Поэт К. Бальмонт ключевым положением романтизма считал любовь к дальнему: "Любовь к далекому, что связано с мечтой и достижением, – вот, быть может, первый из признаков. Романтик, воплощая в себе жажду жизни, жажду разносторонности, являясь четкой вольной личностью, всегда стремится от предела к Запредельному и Беспредельному. От данной черты к многим линиям Нового" .
Романтики намного раньше Ницше стали употреблять слово "сверхчеловек" и противопоставлять совершенного во всех отношениях человека будущего обычному, слабому и не достойному любви человеку.
Кириллов, как его описывает Достоевский, только внешне напоминает радикального социалиста. Главное для Кириллова, как и для всех романтиков, любовь, хотя и несколько странная и даже непонятная, поскольку вместо того, чтобы привязывать любящего человека к жизни, она, напротив, толкает его к смерти.
Разные виды любви способны, таким образом, вступать между собою в резкий конфликт. И если одни из них утверждают человека в стремлении жить, то другие могут с еще большей силой навязывать ему желание умереть. Но и в том, и в другом случае любовь – будь то любовь к жизни или любовь к радикальной переделке мира и человека – дает ощущение счастья.
6. Переход России к открытому обществу и трансформация любви
Нужно особо остановиться на тех переменах, которые происходят в последние десятилетия в России и как они сказываются на изменении любви.
В начале этого периода постепенно, а затем с катастрофически нарастающей скоростью стал разлагаться советский коммунизм и распался державшийся волей и дисциплиной коммунистической партии Советский Союз. Россия начала неожиданное для многих движение от закрытого (коммунистического) общества к открытому (капиталистическому, или, если это окажется возможным, посткапиталистическому) обществу.
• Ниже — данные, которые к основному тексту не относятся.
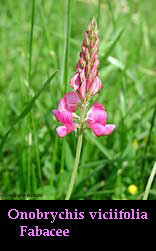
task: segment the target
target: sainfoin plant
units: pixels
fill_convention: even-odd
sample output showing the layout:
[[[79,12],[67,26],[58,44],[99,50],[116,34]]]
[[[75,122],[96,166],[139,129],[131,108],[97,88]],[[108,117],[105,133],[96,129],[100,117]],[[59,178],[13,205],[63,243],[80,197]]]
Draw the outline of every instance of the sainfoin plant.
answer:
[[[52,110],[56,119],[62,123],[56,128],[60,138],[72,131],[76,131],[78,135],[76,157],[66,200],[70,199],[76,179],[84,131],[90,128],[95,136],[103,136],[111,134],[115,129],[114,124],[107,124],[107,112],[98,101],[94,102],[86,114],[92,96],[101,91],[103,87],[98,76],[99,37],[95,18],[88,23],[88,29],[84,34],[80,59],[70,81],[70,86],[74,91],[67,92],[64,98],[61,98],[58,109]],[[76,114],[78,110],[80,110],[79,116]]]

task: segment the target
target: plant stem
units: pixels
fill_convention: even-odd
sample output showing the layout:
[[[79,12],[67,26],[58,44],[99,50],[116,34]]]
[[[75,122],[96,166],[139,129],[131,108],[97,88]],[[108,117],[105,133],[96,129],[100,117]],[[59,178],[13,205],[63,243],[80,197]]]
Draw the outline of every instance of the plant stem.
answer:
[[[73,173],[72,173],[72,176],[71,176],[71,180],[70,180],[70,184],[69,184],[69,187],[68,187],[68,191],[67,191],[65,200],[70,199],[70,196],[71,196],[71,193],[72,193],[72,190],[73,190],[73,186],[74,186],[74,183],[75,183],[77,169],[78,169],[78,166],[79,166],[80,153],[81,153],[81,148],[82,148],[82,137],[83,137],[83,134],[80,134],[79,137],[78,137],[78,143],[77,143],[77,150],[76,150],[75,163],[74,163],[74,167],[73,167]]]
[[[150,192],[150,188],[151,188],[151,185],[152,185],[155,174],[156,174],[156,162],[154,163],[154,166],[152,168],[150,177],[148,179],[146,189],[145,189],[145,192],[144,192],[144,196],[143,196],[143,200],[147,200],[147,198],[148,198],[148,194]]]
[[[86,111],[86,99],[81,105],[81,113],[80,113],[80,130],[79,130],[79,136],[78,136],[78,143],[77,143],[77,149],[76,149],[76,157],[75,157],[75,162],[74,162],[74,167],[73,167],[73,173],[71,176],[70,184],[68,187],[68,191],[65,197],[65,200],[69,200],[73,186],[75,183],[76,179],[76,174],[77,174],[77,169],[79,165],[79,160],[80,160],[80,153],[81,153],[81,148],[82,148],[82,138],[83,138],[83,125],[84,125],[84,117],[85,117],[85,111]]]

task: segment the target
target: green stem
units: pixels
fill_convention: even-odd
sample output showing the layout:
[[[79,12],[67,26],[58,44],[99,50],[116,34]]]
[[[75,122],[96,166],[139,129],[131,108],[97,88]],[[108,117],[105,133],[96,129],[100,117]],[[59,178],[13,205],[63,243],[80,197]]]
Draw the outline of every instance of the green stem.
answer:
[[[71,180],[70,180],[70,184],[69,184],[69,187],[68,187],[68,191],[67,191],[65,200],[70,199],[70,196],[71,196],[71,193],[72,193],[72,190],[73,190],[73,186],[74,186],[74,183],[75,183],[77,169],[78,169],[78,166],[79,166],[80,153],[81,153],[81,148],[82,148],[82,137],[83,137],[82,134],[80,134],[79,137],[78,137],[78,143],[77,143],[77,150],[76,150],[75,163],[74,163],[74,167],[73,167],[73,173],[72,173],[72,176],[71,176]]]
[[[151,188],[151,185],[152,185],[155,174],[156,174],[156,162],[155,162],[155,164],[154,164],[154,166],[152,168],[150,177],[148,179],[147,186],[146,186],[144,196],[143,196],[143,200],[147,200],[147,198],[148,198],[148,194],[150,192],[150,188]]]
[[[80,113],[80,131],[79,131],[79,136],[78,136],[78,143],[77,143],[77,149],[76,149],[76,157],[75,157],[75,162],[74,162],[74,167],[73,167],[73,173],[71,176],[70,184],[68,187],[68,191],[66,194],[65,200],[69,200],[73,186],[75,183],[76,179],[76,174],[77,174],[77,169],[79,166],[79,161],[80,161],[80,153],[81,153],[81,148],[82,148],[82,138],[83,138],[83,125],[84,125],[84,117],[85,117],[85,111],[86,111],[86,99],[83,101],[81,105],[81,113]]]

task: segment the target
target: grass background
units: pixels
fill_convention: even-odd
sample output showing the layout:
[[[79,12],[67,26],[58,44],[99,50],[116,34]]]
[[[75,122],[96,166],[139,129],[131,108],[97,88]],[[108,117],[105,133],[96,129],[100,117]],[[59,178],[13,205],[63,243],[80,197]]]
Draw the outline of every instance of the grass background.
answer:
[[[154,0],[0,0],[1,194],[64,199],[77,138],[58,138],[51,110],[71,90],[94,16],[103,89],[92,102],[106,107],[116,130],[99,138],[85,133],[71,199],[142,199],[156,159],[155,8]],[[149,199],[156,199],[155,180]]]

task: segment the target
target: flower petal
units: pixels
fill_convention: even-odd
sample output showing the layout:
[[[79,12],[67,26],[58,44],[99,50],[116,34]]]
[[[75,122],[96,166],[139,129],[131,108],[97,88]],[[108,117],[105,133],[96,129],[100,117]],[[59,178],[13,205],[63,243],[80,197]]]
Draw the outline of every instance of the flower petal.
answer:
[[[87,113],[87,123],[90,125],[92,123],[100,123],[105,126],[107,120],[107,113],[103,105],[95,102],[94,105]]]
[[[98,76],[95,77],[95,79],[93,80],[92,82],[92,85],[90,87],[90,95],[94,95],[96,94],[97,92],[99,92],[102,88],[102,82],[101,80],[99,79]]]
[[[110,124],[103,126],[101,124],[94,123],[90,125],[90,128],[96,136],[102,136],[111,134],[115,129],[115,125]]]
[[[56,128],[56,132],[60,138],[63,138],[68,134],[67,127],[66,126],[58,126]]]
[[[86,79],[84,79],[84,81],[82,82],[80,89],[79,89],[79,93],[82,99],[84,99],[86,97]]]
[[[74,77],[70,81],[70,86],[77,91],[81,85],[80,73],[75,73]]]
[[[60,99],[60,103],[58,105],[58,110],[60,112],[65,112],[66,111],[66,108],[65,108],[65,99],[64,98]]]
[[[64,96],[65,108],[70,112],[75,112],[80,102],[77,92],[67,92]]]

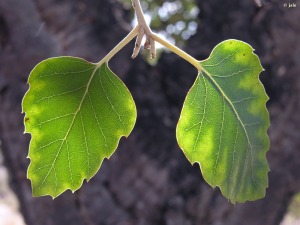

Происходящие в России перемены сказываются и на любви – наиболее интимной стороне человеческого существования. Она тоже не стоит в стороне от универсального потока изменений, хотя это, быть может, не бросается в глаза. Сейчас уже можно судить об общем направлении изменения любви и о том, какой она будет в новом обществе.
Нынешний грандиозный поворот в российской истории, сравнимый по своей глубине с Октябрьской революцией 1917 г., происходит на наших глазах. Большое, как говорится, видится на расстоянии, и нам, современникам происходящих радикальных перемен, трудно уловить их направление и предсказать их последствия. Тем не менее, это необходимо попытаться сделать, не надеясь, однако, что в вопросах, касающихся ближайшего прошлого и тем более современности и обозримого будущего удастся прийти к какому-то общему мнению.
В развитии советского коммунизма отчетливо выделяются три основных этапа:
– период становления коммунистического общества, завершившийся к началу 1930-х гг.;
– период стабильного и крепнущего коммунистического общества, охватывающий время с начала 1930-х гг. и примерно до середины 1950-х;
– период постепенного, вначале едва заметного, а затем все более ускоряющегося разложения коммунизма, завершившийся в самом начале 1990-х гг.